HD 220105

Observation data Epoch J2000 Equinox J2000
- Constellation: Andromeda
- Right ascension: 23^{h} 20^{m} 44.09845^{s}
- Declination: +44° 06′ 58.1997″
- Apparent magnitude (V): 6.24

Characteristics
- Evolutionary stage: main sequence
- Spectral type: A5 Vn
- U−B color index: 0.10
- B−V color index: 0.14

Astrometry
- Radial velocity (R_{v}): −1.8 km/s
- Proper motion (μ): RA: −9.582 mas/yr Dec.: −37.026 mas/yr
- Parallax (π): 13.7783±0.0277 mas
- Distance: 236.7 ± 0.5 ly (72.6 ± 0.1 pc)
- Absolute magnitude (M_{V}): +1.87

Details
- Mass: 1.85 M_{☉}
- Radius: 1.8 R_{☉}
- Luminosity: 18.6 L_{☉}
- Surface gravity (log g): 4.19±0.14 cgs
- Temperature: 8,367±284 K
- Rotational velocity (v sin i): 259 km/s
- Age: 525 Myr
- Other designations: BD+43°4440, HD 220105, HIP 115261, HR 8884, SAO 52927, WDS J23207+4407A

Database references
- SIMBAD: data

= HD 220105 =

White-hued star in the constellation Andromeda

HD 220105 is a star in the northern constellation of Andromeda, and a member of the Sirius supercluster. It lies near the lower limit of visibility to the naked eye at an apparent visual magnitude of 6.24, and can be a challenge to spot under normal viewing conditions. The star is located 238 light years away, based upon an annual parallax shift of 13.78 mas. It is moving closer to the Earth with a heliocentric radial velocity of −2 km/s.

This is an A-type main-sequence star with a stellar classification of A5 Vn, where the 'n' notation indicates "nebulous" absorption lines due to rapid rotation.

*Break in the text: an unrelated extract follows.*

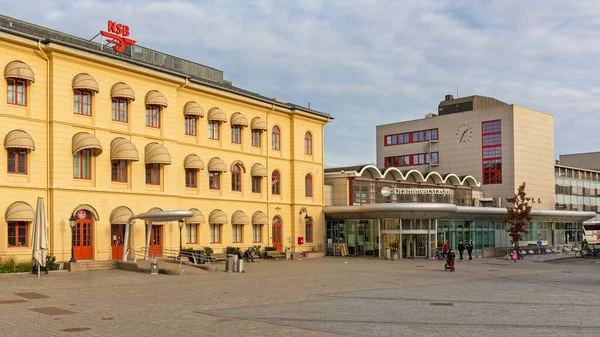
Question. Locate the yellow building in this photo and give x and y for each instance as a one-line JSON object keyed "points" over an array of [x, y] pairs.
{"points": [[102, 135]]}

It is around 525 million years old with a high projected rotational velocity of 259 km/s. The star has 1.85 times the mass of the Sun and is radiating 19 times the Sun's luminosity from its photosphere at an effective temperature of 8,367 K.

HD 220105 has a magnitude 10.13 companion located at an angular separation of 13.60 arcsecond along a position angle of 178°, as of 2015, and it is listed as a close binary by Zorec and Royer (2012). These coordinates are a source for X-ray emission with a luminosity of 1.212e22 W, which is most likely coming from the faint companion.